D’une manière globale, si l’on compare ces chiffres à ceux de 2019, les prix des productions animales ont crû de 46,2 %. Mais ce chiffre est à pondérer avec la hausse des coûts de production qui, selon les secteurs d’activité, ont augmenté entre 27 et 47 % dans le même laps de temps. Il faut aussi tenir compte des mauvaises récoltes fourragères (- 24,8 %) qui ont fait bondir le prix du foin (+ 16,1 %). Par ailleurs, l’Insee constate la poursuite de la décapitalisation. Le cheptel s’érode pour les gros bovins (- 2,2 %), les veaux (- 4,5 %) et les ovins-caprins (- 4,6 %). En plus du non-renouvellement des générations, les épizooties (FCO, MHE…) ont réduit une partie des effectifs, souligne l’Insee.

Productions végétales

Les statisticiens pointent également une production végétale en hausse globale de 3,5 %, avec d’importantes différences selon les catégories. Après une année 2024 particulièrement compliquée (- 16,8 %), les productions céréalières retrouvent quelques couleurs avec une récolte globale en hausse de 16,3 % en volume, en particulier en blé tendre (+ 30 %), en protéagineux (+ 18,9 %) et en oléagineux (+ 9,5 %).

À contrario, les conditions climatiques (pics de chaleur et stress hydrique) ont été peu favorables pour la culture de maïs (- 9,7 %), de sorgho, de tournesol et de soja, note l’Insee. Ces chiffres ont fait réagir les producteurs de grandes cultures3 (hors pommes de terre et betterave). « Ils illustrent pour la seconde année consécutive un décrochage massif de la filière céréalière avec les revenus les plus bas, toutes filières agricoles confondues », ont-ils indiqué dans un communiqué. 

« Ces exercices négatifs cumulés illustrent la perte de compétitivité et de souveraineté alimentaire française : près de 900 000 hectares de céréales à paille et 550 000 hectares de maïs ont été perdus en 10 ans », ajoutent-ils.

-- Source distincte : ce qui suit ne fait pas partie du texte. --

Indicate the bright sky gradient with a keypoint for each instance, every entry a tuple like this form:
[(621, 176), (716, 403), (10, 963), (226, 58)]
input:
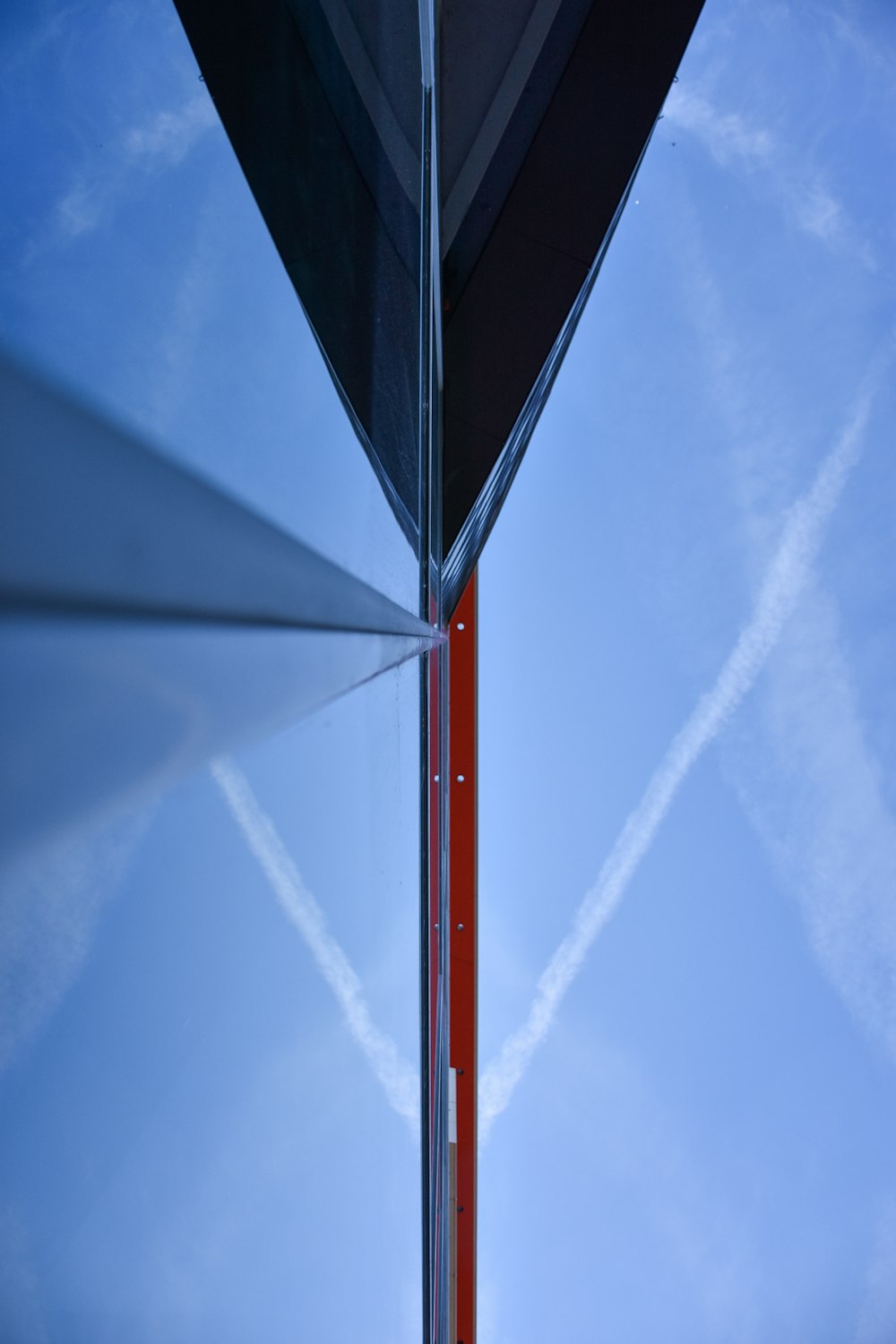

Inquiétude des agriculteurs 

Côté viticulture, la production bondirait globalement de 7,7 % après une chute de 28,8 % l’an dernier. Le champagne afficherait une hausse de 15,2 % et les vins sous appellation de 8,8 %. En revanche, la canicule estivale et les campagnes d’arrachage ont eu raison des autres vins qui reculeraient de 6,5 %. Enfin, les productions de fruits (- 2,3 %) et de légumes (+ 0,8 %) resteraient peu ou prou égales à celles de l’an passé.

À noter, toutefois, une forte augmentation de la production d’abricots (+ 23,8 %), de pommes de terre (+ 10 ,1 %) et de concombres (+ 10 %) et un recul plus sensible des pêches (- 8,3 %) et des pommes (- 4,4 %), rapporte l’Insee.

Commentant ces résultats, Chambres d’agriculture France a indiqué dans un communiqué que « le rebond du résultat ne suffira pas à résorber l’inquiétude des agriculteurs. Il ne doit pas masquer la dégradation de certains indicateurs qui constitue une source de grande préoccupation ». L’organisme consulaire cite le bilan du commerce extérieur agroalimentaire français qui devrait être négatif cette année, pour la première fois depuis 1978, ainsi que les résultats économiques 2024 des exploitations très négatifs, avec des pertes de valeurs à venir sur les céréales et la viticulture.

1 - Ces chiffres s’entendent hors subvention. 2 - Étude disponible sur www.insee.fr 3 - AGPB (blé), AGPM (maïs), Fop (oléoprotéagineux).